Volvió al punto, y continuó amontonando palucos en el llar para encenderlos en seguida; pero sin disimular enteramente la curiosidad que le estaba consumiendo. En esto ya apareció Pilara en escena, con los ojos como puños y muy ligera y desceñida de ropa, y detrás Pedro Juan, por el estilo de su mujer. Ambos se hicieron cruces de asombro al ver á Inés allí, sola, á aquellas horas y de aquella traza.
Reunida ya toda la familia, Inés, llorando desconsolada, contó en pocas palabras lo que la había sucedido. Pilarona lloró de toda verdad, y su marido se volvió indignado hacia su padre para decirle:
—¿Ve usté, recoles, si hay tela pa hacer con «ese hombre» lo que yo dije el día que jué con nusotros á la mar?

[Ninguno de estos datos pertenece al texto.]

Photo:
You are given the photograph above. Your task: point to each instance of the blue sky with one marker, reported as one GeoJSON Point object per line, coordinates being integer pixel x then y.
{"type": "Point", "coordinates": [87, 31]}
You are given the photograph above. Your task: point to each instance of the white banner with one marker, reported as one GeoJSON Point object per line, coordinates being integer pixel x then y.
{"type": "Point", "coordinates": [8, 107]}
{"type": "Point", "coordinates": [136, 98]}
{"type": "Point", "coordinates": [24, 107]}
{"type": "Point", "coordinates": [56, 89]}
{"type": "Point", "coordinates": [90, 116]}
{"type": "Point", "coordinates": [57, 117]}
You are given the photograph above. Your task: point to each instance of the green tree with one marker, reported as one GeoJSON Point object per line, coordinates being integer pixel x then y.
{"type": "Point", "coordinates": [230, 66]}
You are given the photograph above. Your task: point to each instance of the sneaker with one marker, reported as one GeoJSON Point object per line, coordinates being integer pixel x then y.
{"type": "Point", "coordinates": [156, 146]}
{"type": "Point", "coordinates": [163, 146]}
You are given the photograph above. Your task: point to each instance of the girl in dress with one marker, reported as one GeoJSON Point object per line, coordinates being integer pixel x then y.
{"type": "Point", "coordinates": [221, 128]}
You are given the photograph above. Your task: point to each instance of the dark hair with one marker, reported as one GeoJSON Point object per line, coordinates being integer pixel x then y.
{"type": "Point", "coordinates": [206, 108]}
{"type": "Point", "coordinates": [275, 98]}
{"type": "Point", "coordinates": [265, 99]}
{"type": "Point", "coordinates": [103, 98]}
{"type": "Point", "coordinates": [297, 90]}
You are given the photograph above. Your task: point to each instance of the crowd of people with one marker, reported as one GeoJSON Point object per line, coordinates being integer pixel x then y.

El Lebrato se desentendió de esta alusión, y dijo por comentario al relato de Inés:
—¡Lo propio que se hizo con la bendita de Dios que la echó á usté al mundo en mala hora! Y las mesmas cuatro manos en concierto acabaron con ella.
—¡Desde esta tarde—exclamó Inés horrorizada,—tengo yo esa sospecha, Juan Pedro!
—Y bien tenida, doña Inés—añadió éste,—porque la cosa se vió, y naide la duda en Robleces... Pero vamos al caso que ahora importa. ¿Qué es lo que usté tiene pensao en el apuro que se ve, y en qué de ello podemos ayudarla nusotros?
—Yo, á punto fijo, no lo sé—respondió Inés enjugándose los ojos.—Sé que he salido esta noche de casa para no volver más á ella; que me pareció demasiado cerca la de don Alejo, para ir á buscar un amparo allí, y que he venido á pedírsele á ustedes, confiada en que me le darán, y porque Pilara es la única amiga que tengo en el mundo.